After a few days in Chungkai our group of 500 Dutch POWs had to move up country to our first labour camp, but not before we had to listen to a speech by the Jap camp commander. I, and most of us, don't remember much about his nonsense other than:
"You should be honored and feel privileged that you are helping to undertake such a great project under Japanese leadership, and therefore you shall have to work hard to earn this honor."
Well, we learned the truth of that last statement. We walked, a long line of men, on a small sandy road which soon became a jungle trail. The walk took three days. Many fell ill with dysentery, malaria and injured feet. In the late afternoon of the third day, we halted in a clearing in the forest along the River Kwai. On one side, near the river, were three large, new tents for the Japanese camp commander and the Korean guards. On the other side, near the edge of the forest, stood an old, threadbare, grubby tent which was the hospital tent for the gravely ill. Everybody else had to find a spot near the bushes or under the trees at the edges of the camp.
Luckily the dry monsoon was still there for a few more months. Roll call had everybody out next morning before daylight. For breakfast we got a small bowl of rice gruel. Our doctor had kept some sick men away from the labor groups. This was not appreciated by the Japs, who kicked a number of these men towards the labor details. When the doctor protested vehemently, four guards went at him with sticks until he fell unconscious to the ground. After a few hours the guards threw water on his face and allowed him to be dragged off to his 'hospital tent'. This way the Japs made it clear how they would run things.
The railroad to be worked on was about 6 kilometers from the camp. One detail cut a wide swath through the forest by sawing down trees and hacking away the brush. Other groups started the initial foundation work for the railroad. The work was done by hand with picks and shovels. Woven baskets were used to dump the soil where it was needed. Each man had to move one cubic meter of soil. This was measured very precisely by the Japs at the end of the day by the finished piece of railroad. Only when the measurement was correct could the labour details return to the camp. If not, we had to keep working by torch light. This happened more and more as increasing numbers of men fell ill. It was very heavy labour under the broiling sun. The water in our canteens was soon gone and water for tea was brought by two men once a day, from the river 6 km away. Those men also brought the rice gruel for lunch. We got 10 minutes to eat gruel and drink tea, and then it was back to work. If things did not go fast enough or if we did not work hard enough according to the Japs, we would get beaten with bamboo sticks, shovels or rifle butts. For the first time in my life I learned what thirst really meant: mouth and throat dry as a cork, swollen lips, visions of faucets giving cool, clear water as much as you wished.

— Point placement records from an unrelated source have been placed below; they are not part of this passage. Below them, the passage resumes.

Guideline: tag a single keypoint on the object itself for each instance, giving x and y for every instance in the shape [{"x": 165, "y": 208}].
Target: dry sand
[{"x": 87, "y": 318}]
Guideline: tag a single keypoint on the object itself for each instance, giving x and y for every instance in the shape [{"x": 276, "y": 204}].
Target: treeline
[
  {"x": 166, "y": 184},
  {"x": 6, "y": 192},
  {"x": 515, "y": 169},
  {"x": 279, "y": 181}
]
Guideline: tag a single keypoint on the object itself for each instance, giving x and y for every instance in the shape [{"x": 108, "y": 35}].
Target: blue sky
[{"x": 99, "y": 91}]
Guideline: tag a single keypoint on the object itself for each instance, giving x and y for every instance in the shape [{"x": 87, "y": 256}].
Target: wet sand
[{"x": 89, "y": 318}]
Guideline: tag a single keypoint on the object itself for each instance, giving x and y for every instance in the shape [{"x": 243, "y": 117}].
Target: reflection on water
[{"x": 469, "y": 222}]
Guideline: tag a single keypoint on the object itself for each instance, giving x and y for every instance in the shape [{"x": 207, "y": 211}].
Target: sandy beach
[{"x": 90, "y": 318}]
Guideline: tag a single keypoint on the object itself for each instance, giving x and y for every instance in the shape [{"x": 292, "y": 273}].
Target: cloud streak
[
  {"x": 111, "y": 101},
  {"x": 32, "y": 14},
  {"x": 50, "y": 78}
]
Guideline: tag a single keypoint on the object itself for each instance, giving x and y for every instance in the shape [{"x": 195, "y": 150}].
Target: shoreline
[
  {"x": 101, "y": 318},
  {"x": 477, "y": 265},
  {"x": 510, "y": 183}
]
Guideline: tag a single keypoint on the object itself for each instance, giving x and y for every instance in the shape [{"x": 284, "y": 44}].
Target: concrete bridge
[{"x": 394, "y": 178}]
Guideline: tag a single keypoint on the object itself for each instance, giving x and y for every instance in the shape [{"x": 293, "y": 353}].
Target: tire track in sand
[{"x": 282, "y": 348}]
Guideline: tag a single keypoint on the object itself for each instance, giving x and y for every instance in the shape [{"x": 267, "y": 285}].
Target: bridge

Due to the merciless slave labour conditions, not enough food (three bowls of gruel and at night sometimes pumpkin soup), and lack of sleep on account of mosquitoes or diarrhea, the number of seriously ill rose daily. There was dysentery, malaria and badly torn feet by tropical sores because many of us did not have shoes anymore and worked with bare feet. Now every day people were dying. Nobody escaped contagious illnesses like dysentery; I also suffered my first painful bout with that. The nights were worst when the cramps forced you to crawl in pitch dark to the latrines at the edge of the forest.
The latrines were ditches up to 3 meters deep with bamboo trunks laid across. Among familiar faces I saw [Han Samethini's] at a roll call of dysentery patients. In spite of his pleading, our doctor did not receive any medications. The Thai name for the camp site was Nombredai, which we immediately changed to "Nonparadise" - it was hell more than anything else. And yet, it would get much worse later in the labour camps upstream, in the rocky jungle mountains, in the rainy season. We got a few days rest after finishing our part of the railroad, and then we marched to the next labour camp.